今回は、「bivalent」という英単語を扱います。あまり日本で知っている人はいないかもしれません。でももし、「あなたは、けっこう“bivalent”ね」と言われたら、落胆するか、自己反省するか、どちらかを選ぶことになるでしょう。いや、そんな自分を貫くのが「bivalent」なあなたにはお似合いかも。
ハテナが頭に浮かんでいてもご安心を。以下で詳しくご紹介します。
「bivalent」の発音と意味
「bivalent」の発音はバイヴェイラントです。トリッキーですね。発音記号は「baɪvéɪlənt」となります。ぜひとも発音記号は読めるようになっておくことをおすすめします。というのも、カタカナでの説明には限界があります。特に(eがひっくり返ったかたちの)「ə」は「シュワサウンド/schwa sound」と呼ばれています。これは、かなり控えめに弱く発声します。
「bivalent」の辞書的な意味
「bivalent」の意味は、辞書的には(化学分野で使う言葉として)「二価の」です。私はまず使いません。特定の業界で仕事をしている人しか使わないでしょう。これよりも大事な(と私が思っている)のが次の意味です。
「bivalent」の気になる意味
まずは、例文からご覧ください。Harvard business reviewからの引用です。
Many of us have come across a Joan, who is what psychologists would call bivalent, a person who splits the world into friends and enemies, seldom examining their own behavior and attitudes.
日本語にすると、以下のような意味になります。
多くの人が、心理学者が言うところの“二価”の人間─つまり世界を敵と味方に分けて、自分の行動や態度をめったに検証しない、ジョーンのような人─に出会ったことがあるはずです。

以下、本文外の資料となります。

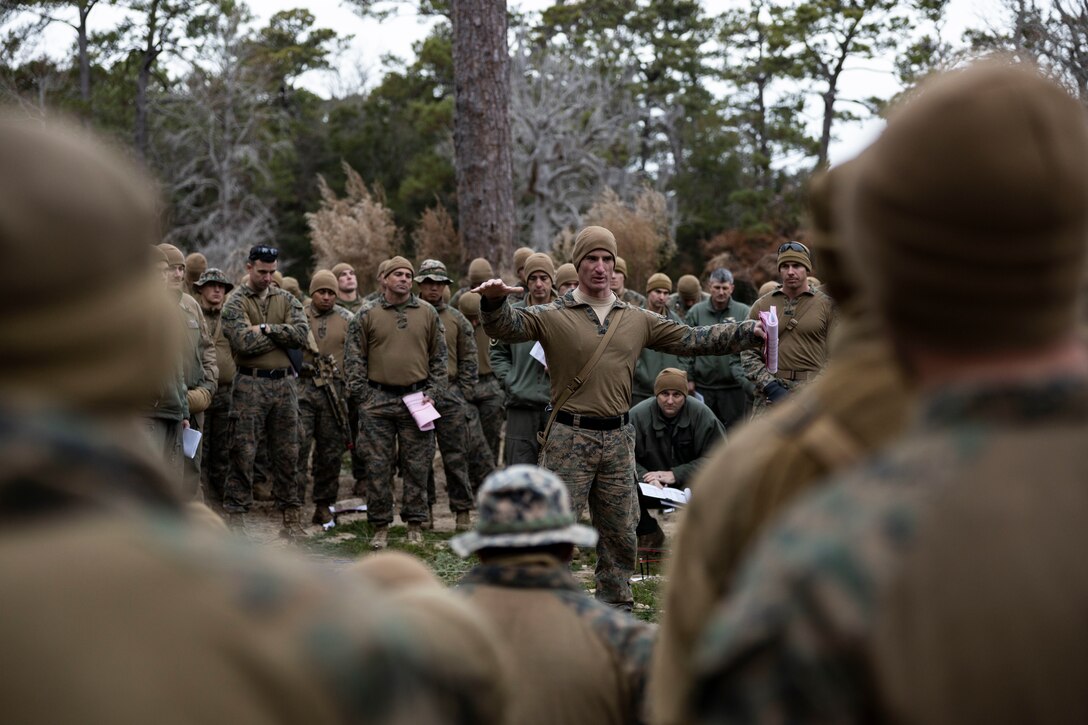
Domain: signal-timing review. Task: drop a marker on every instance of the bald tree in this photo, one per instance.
(482, 131)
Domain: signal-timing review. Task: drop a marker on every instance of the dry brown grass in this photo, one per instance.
(357, 229)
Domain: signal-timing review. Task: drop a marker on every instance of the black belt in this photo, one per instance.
(398, 390)
(576, 420)
(274, 373)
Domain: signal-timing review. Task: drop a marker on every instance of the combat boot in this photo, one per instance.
(292, 526)
(381, 538)
(462, 521)
(321, 514)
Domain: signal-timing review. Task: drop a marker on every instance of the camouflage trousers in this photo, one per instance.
(452, 433)
(319, 433)
(521, 428)
(598, 469)
(490, 403)
(761, 404)
(384, 421)
(215, 457)
(269, 408)
(479, 454)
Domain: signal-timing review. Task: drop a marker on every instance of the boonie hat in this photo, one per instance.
(523, 506)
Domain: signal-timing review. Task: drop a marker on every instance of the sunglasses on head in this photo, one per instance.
(793, 246)
(263, 254)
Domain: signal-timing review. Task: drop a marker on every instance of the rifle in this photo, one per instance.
(325, 375)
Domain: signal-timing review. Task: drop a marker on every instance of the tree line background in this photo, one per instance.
(691, 135)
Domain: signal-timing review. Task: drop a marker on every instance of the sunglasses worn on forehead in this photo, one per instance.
(263, 254)
(794, 246)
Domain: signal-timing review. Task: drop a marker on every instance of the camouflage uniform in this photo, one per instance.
(588, 662)
(793, 642)
(384, 420)
(598, 464)
(802, 352)
(720, 380)
(261, 405)
(318, 426)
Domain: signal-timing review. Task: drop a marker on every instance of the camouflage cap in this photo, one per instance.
(433, 270)
(523, 506)
(214, 274)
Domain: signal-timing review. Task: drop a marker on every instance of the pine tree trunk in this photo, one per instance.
(482, 131)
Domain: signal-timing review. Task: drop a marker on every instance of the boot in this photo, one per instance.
(236, 523)
(321, 514)
(292, 526)
(381, 538)
(462, 521)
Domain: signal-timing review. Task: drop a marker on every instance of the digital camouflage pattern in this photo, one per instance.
(268, 408)
(555, 606)
(384, 422)
(793, 641)
(598, 470)
(523, 506)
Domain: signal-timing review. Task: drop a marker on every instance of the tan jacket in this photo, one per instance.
(856, 406)
(569, 333)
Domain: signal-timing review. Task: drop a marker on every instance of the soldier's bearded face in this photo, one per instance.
(323, 299)
(260, 274)
(670, 402)
(540, 287)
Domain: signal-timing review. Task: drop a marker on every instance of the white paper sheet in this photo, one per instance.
(422, 413)
(770, 346)
(538, 354)
(190, 439)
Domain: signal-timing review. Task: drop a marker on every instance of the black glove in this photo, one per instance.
(775, 391)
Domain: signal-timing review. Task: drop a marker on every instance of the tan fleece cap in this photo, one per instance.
(977, 187)
(670, 379)
(590, 238)
(540, 262)
(658, 281)
(323, 280)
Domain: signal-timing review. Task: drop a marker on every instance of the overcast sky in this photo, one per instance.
(371, 40)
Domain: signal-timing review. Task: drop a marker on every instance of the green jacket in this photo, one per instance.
(680, 447)
(652, 361)
(717, 371)
(523, 378)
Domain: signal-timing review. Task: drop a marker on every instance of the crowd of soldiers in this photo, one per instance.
(885, 523)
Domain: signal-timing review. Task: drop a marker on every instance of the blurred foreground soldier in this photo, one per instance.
(619, 285)
(347, 287)
(116, 607)
(395, 346)
(199, 368)
(674, 435)
(805, 317)
(856, 406)
(566, 278)
(585, 662)
(263, 323)
(524, 378)
(452, 428)
(720, 380)
(215, 458)
(994, 459)
(196, 263)
(652, 361)
(589, 441)
(689, 292)
(322, 414)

ジョーンというのは、この記事の中で登場する、頑固者の名前です。堅物で、人の意見を聞かず、自分の考えも絶対変えない人。そんな人を心理学の言葉で「bivalent」と表現するようです。
直訳で「二価の人間」としてはいますが、正直、しっくりきません。この文言が、(化学は別にして)定着しているとも思えません。ですので、もし直訳を選ぶのであれば、符号で囲う、注釈を加えるなどの措置が必要になると思います。
とにかく、ニュアンスは感じ取ってもらえたと思います。これは私の推測の域を出ませんが、自分の世界と他者の世界を二つに分断して、それを行き来しないものと捉える…という意識が介在しているのかもしれません。
「bivalent」の対義語も理解しておく
「bivalent」の対義語を見ることで、さらに、この言葉の立ち位置を明確にすることができます。「bivalent」の対義語は「ambivalent」です。こちらの単語の発音は「アムビヴァレントゥ」であり「バイヴァ…」ではないのでご注意ください。
そして肝心の意味ですが、「相反する感情を持った」です。これはある意味で、迷いとも取れます。どっちつかずとも見ることができるかもしれません。
「ambivalent about…(人)」とすると、その人に対して「良いとも悪いとも言えない(どちらもはらんだ)感情を抱いている」という意味になります。
これの反対が「bivalent」ですので、より「白黒はっきりした」状態が感じられます。かたくて、そう簡単には“曲がらない”様子ですね。
頑固という意味ではこんな言い方も
関連して、こんな言い方もできるかもしれません。「頑固だ」と言いたいのであれば、「opiniated」という言葉が便利です。意見が固まっていて、それを変えない人を形容するのに使えます。